Ars will be at the mission control center in the Johns Hopkins Applied Physics Laboratory (APL) for the planned collision, which will also be broadcast live on NASA’s YouTube channels. While we’ll know immediately whether the collision occurred as planned, it may take several months before we’re certain that Dimorphos’ orbit was successfully modified.
To get you ready for Monday’s festivities, we’ve put together a background on the DART mission and the planned follow-up observations.
DART and its final approach
The DART spacecraft itself is a bit over 600 kg and is notable primarily for its lack of instruments. Its solar panels include an experimental concentrating solar cell that occupies less space to generate the same amount of power as existing space-based hardware, and its main transmitter is testing a new antenna configuration. Its ion engine is also a next-generation evolution of previous NASA hardware.
But all of the action is handled through a single camera, the Didymos Reconnaissance and Asteroid Camera for Optical navigation, or DRACO, a 2,560×2,160-pixel single-color camera. DRACO and the transmission hardware are capable of sending an image back to Earth every second. During its final approach to Didymos, DART will be distant enough that round-trip transmissions will take over a minute. As such, the final approach and targeting of the asteroid will be handled by an on-board navigation system called SMART Nav (Small-body Maneuvering Autonomous Real Time Navigation).

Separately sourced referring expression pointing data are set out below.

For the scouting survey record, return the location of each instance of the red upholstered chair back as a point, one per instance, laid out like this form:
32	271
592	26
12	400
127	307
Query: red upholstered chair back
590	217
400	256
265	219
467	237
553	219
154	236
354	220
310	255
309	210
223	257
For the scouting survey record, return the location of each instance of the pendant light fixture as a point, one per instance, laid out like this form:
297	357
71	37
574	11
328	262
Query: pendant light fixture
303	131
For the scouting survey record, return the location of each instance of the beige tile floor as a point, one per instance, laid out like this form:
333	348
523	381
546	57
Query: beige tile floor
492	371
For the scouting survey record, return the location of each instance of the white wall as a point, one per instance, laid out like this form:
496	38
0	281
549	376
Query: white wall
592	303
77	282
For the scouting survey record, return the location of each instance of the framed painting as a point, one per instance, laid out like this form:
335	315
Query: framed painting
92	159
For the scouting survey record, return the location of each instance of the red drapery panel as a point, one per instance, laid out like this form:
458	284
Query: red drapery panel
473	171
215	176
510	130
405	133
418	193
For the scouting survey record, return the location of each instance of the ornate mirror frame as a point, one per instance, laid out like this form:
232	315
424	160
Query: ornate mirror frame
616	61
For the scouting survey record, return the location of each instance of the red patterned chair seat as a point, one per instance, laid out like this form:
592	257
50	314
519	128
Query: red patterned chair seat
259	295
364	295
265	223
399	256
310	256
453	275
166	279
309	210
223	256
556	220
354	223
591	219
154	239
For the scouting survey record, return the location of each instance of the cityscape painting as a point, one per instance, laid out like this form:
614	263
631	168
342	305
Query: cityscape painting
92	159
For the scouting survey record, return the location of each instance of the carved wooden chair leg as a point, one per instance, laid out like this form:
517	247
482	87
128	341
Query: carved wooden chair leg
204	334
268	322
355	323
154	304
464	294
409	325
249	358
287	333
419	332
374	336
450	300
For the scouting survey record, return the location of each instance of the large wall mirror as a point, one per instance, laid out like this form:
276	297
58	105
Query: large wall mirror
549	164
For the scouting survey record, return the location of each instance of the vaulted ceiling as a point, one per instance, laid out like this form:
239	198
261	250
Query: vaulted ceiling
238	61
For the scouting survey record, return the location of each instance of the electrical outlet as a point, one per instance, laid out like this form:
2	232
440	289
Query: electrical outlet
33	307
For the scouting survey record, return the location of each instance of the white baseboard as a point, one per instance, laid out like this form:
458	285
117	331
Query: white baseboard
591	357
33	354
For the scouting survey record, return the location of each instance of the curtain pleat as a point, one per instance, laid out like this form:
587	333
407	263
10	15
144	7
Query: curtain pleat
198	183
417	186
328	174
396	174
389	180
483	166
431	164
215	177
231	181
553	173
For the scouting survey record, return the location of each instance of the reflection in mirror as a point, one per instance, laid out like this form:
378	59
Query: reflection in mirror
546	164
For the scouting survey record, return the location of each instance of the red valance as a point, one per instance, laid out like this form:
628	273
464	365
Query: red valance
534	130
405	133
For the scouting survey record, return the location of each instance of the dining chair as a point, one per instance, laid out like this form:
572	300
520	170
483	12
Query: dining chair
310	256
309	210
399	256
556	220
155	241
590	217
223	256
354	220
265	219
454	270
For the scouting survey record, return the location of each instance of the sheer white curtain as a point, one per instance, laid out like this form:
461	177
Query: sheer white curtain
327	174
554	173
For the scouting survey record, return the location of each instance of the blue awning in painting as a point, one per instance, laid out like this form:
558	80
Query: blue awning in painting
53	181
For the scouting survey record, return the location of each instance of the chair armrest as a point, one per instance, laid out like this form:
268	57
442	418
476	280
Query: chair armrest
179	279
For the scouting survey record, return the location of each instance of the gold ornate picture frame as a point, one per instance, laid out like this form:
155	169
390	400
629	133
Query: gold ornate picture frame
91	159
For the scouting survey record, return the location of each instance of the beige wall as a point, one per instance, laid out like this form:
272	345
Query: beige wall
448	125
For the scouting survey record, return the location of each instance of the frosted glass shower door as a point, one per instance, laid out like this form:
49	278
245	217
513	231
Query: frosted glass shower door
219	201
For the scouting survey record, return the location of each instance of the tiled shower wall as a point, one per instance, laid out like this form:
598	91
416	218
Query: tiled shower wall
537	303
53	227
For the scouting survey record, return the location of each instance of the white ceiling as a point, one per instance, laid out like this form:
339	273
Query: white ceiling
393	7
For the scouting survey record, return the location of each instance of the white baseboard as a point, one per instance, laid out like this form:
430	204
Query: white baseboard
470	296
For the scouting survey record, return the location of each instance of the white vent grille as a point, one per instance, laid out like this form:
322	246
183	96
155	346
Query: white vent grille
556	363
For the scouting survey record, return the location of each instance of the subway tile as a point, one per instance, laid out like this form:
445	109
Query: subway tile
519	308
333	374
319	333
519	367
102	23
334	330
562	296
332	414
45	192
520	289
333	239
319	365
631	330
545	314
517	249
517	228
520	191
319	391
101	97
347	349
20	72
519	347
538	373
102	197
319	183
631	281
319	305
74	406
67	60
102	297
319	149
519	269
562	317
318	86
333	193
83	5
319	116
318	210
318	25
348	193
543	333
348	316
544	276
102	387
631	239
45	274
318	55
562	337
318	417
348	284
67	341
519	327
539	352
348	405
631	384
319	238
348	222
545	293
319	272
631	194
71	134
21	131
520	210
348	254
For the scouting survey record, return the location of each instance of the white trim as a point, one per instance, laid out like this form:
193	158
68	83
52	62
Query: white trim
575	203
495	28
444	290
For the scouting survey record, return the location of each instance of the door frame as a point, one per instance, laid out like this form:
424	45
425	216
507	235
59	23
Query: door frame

Right now, Dimorphos is so small that DRACO is unable to resolve it, and it will stay that way until roughly an hour and a half prior to impact. As described by Evan Smith, DART’s deputy mission system engineer, the system will shift over to on-board navigation at about four hours before impact, and the SMART Nav will track the larger Didymos and use that for navigation until about 50 minutes before collision, or about a half-hour after it can be resolved. At 2.5 minutes prior to the collision, the ion engine will be shut off, and DART will coast into a collision at about 6 kilometers a second.
Even though Dimorphos is only about 120 meters across, it will completely fill the view from DRACO starting about two minutes before collision. “We don’t know what Dimorphos looks like,” said Nancy Chabot, a planetary scientist at the APL. “This is going to be the first time we even see what this asteroid looks like.” In the final image, sent a second before impact, it will resolve features that are only tens of centimeters across, according to Chabot.
And then, if everything goes well, the transmissions will stop.